While Chancellor Scholz does not want to sanction Russian EU travelers for the attack on Ukraine, Helsinki is getting serious: Russians who want to travel to Finland without good reason will find it very difficult to get a tourist visa from September.
The Finnish government plans to issue fewer tourist visas to Russian citizens from September. "We will limit the number of approved applications to a tenth of the current level," Finland's Foreign Minister Pekka Haavisto told Finnish Radio in Helsinki. According to information from the broadcaster Yle, around a thousand Russian visa applications are currently being processed in Finland every day.
"At the same time, we want to make it easier for people to come to Finland to work, study or visit relatives," said Haavisto. "So there should be solutions for those who have a reason to come to Finland, but the usual tourist visa should be harder to get." While Finland has tried to help Ukrainian refugees, the number of Russian tourists in the country has recently been high, Haavisto said. "That was difficult for many Finns to accept."
In polls, a majority of people were in favor of stopping issuing tourist visas to Russian travelers because of Russia's war of aggression against Ukraine. At a summit meeting of Northern European heads of government with Chancellor Olaf Scholz on Monday, Finnish Prime Minister Sanna Marin pushed for the issue to be discussed in the European Council.

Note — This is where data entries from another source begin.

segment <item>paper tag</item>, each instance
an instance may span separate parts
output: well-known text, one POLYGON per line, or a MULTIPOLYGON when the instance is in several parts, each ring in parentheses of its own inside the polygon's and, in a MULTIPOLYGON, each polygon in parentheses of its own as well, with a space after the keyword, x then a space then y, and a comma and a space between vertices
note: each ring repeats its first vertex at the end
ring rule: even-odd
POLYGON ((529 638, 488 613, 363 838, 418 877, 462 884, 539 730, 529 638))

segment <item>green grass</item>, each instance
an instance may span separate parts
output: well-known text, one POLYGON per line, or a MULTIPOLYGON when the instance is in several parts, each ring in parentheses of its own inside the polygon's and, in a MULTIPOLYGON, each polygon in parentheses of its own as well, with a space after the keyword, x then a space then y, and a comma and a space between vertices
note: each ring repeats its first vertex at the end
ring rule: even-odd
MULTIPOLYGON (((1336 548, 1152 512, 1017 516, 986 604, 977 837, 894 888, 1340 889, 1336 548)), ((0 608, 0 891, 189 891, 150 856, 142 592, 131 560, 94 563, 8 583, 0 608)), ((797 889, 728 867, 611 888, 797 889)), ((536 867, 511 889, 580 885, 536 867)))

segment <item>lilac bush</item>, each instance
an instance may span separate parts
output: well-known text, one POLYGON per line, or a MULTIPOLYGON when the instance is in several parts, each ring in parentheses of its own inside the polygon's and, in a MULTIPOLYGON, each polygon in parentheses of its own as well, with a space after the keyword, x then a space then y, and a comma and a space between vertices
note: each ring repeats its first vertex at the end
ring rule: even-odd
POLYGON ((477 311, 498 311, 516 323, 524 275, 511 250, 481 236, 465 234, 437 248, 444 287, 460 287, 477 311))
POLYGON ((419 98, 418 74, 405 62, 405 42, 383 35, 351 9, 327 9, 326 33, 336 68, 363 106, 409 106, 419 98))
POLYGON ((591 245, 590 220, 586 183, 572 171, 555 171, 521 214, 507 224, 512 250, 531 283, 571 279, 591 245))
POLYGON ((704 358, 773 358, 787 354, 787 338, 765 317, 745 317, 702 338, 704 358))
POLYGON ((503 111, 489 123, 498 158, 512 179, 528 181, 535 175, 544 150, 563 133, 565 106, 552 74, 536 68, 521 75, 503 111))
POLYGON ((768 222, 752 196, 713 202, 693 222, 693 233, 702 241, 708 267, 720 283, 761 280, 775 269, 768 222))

Scholz, on the other hand, had again emphasized that it was about Putin's war and not that of the Russian people. Haavisto said in the afternoon that he was still hoping for a joint solution from the EU foreign ministers' meeting at the end of August.
Estonia and Latvia had previously significantly restricted the issuing of visas for Russians. As of August 18, Estonia will no longer allow Russian citizens to enter the country on a Schengen visa issued by Estonia. Excluded are Russians whose home country is Estonia or who have their permanent residence there. There are also other exceptions, such as visiting relatives. Russian citizens with visas issued by other EU members are also allowed to enter the country. Latvia has indefinitely restricted issuing visas to Russians. The Latvian embassy in Moscow only accepts visa applications from Russian citizens who wish to attend the funeral of a close relative in Latvia.
Poland also wants to present a draft this week that follows the example of the two Baltic countries. The Czech Republic announced a push for an EU-wide travel ban for the end of August.